Multi-Asset-Portfolio

Rendite bei reduziertem Risiko

Von Peter Quäl · 2019

Das niedrige Zinsniveau und die geopolitischen Spannungen haben die Kapitalmärkte in den zurückliegenden Monaten stark beeinflusst und in Atem gehalten. In Zeiten, in denen Twittermeldungen die Aktienkurse teilweise kräftig durcheinanderwirbeln sind bei den Anlegern auch zukünftig starke Nerven gefragt – und die richtige Anlagestrategie.

Jemand informiert sich am Laptop über Anlagen und Werte. Thema: Multi-Asset-Portfolio
Der Wert der Anlagen lässt sich gut per Internet verfolgen. Foto: iStock / ipopba

Sind die Märkte volatil, können Multi-Asset-Fonds ein richtiger Weg sein. Sie bieten die Chance auf eine ansehnliche Rendite bei gleichzeitig verringerten Risiken. Solche Produkte enthalten Anlagen aus vielen verschiedenen Anlageklassen, wie etwa Aktien, Anleihen, Barmittel, Immobilien und Infrastruktur. Der Fondsmanager bestimmt den angemessenen Anteil jeder Anlageklasse – und diese Vermögensaufteilung wird im Zeitablauf entsprechend des sich ändernden Marktumfelds aktiv gesteuert.

Fondsmanager mit globaler Kompetenz gesucht

Allein schon das macht deutlich, dass dem Fondsmanagement entscheidende Bedeutung zukommt. Erfahrung und globale Kompetenz sollten selbstverständlich sein. Wie gut ein Multi-Asset-Produkt funktioniert, zeigt sich vor allem in verschiedenen Marktszenarien. Das Managementteam sollte deshalb über einen Zeitraum von zehn bis 15 aufeinanderfolgenden Jahren nachgewiesen haben, dass sich dessen grundlegende Strategie und Markteinschätzung bewährt hat. Die globale Kompetenz des Managements ist wiederum Voraussetzung dafür, dass Investment-Chancen in allen Regionen der Welt gezielt genutzt und das Vermögen entsprechend breit gestreut investiert werden kann.

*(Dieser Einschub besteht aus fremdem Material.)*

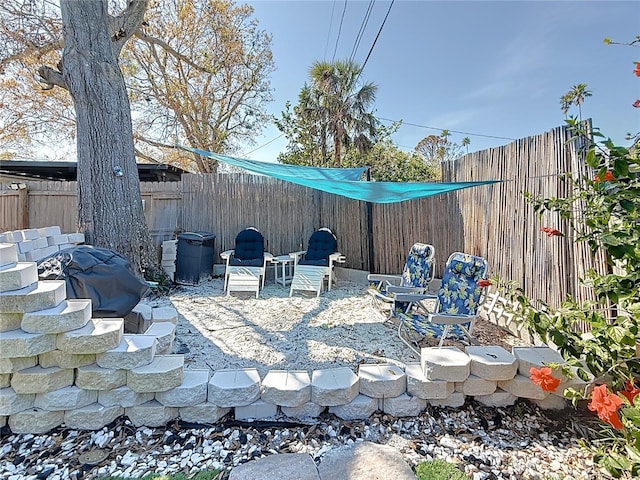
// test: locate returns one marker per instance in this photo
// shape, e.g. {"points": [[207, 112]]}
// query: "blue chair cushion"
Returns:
{"points": [[249, 248], [321, 244]]}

Aber auch eine optimale Risikoeinschätzung des Managements ist unabdingbar. Investoren sollten im Vorfeld ihrer Anlageentscheidung darauf achten, wie wirkungsvoll ein Multi-Asset-Fonds das Risiko in der Vergangenheit reduzieren konnte – das heißt, wie hoch die Wertschwankungen waren. Allerdings bedeutet risikoarm nicht risikolos. Der Wert der Anlagen und der damit erzielten Erträge kann sowohl steigen als auch fallen, und unter Umständen erhalten Anleger den ursprünglich investierten Betrag nicht in vollem Umfang zurück. Es gibt keine Garantie, dass die Ziele erreicht werden.

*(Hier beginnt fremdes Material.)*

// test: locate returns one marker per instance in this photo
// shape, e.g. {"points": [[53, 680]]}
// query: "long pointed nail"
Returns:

Multi-Asset-Portfolio: Weniger Risiko, weniger Rendite

Auch sollten Anleger nicht aus den Augen lassen, dass die Mischung von unterschiedlichen Anlageklassen zwar das Risiko dämpft, gleichzeitig aber auch die Chancen mindert. Entwickelt sich der Markt nach oben, bleibt die Rendite von Multi-Asset-Fonds im Regelfall hinter der von Aktienfonds zurück. Hinzu kommt, dass das Fondsmanagement Kosten verursacht. Insofern könnten börsennotierte „Exchange Traded Funds“ (ETF) interessant sein. Gegenüber ihren nicht-börsennotierten Pendants bieten sie erhebliche Kostenvorteile. Statt eines Ausgabeaufschlags fallen lediglich die üblichen Handelsprovisionen an, die denen einer normalen Aktienorder entsprechen. Auch werden die Kosten dadurch reduziert, dass sie kein aktives Management erfordern.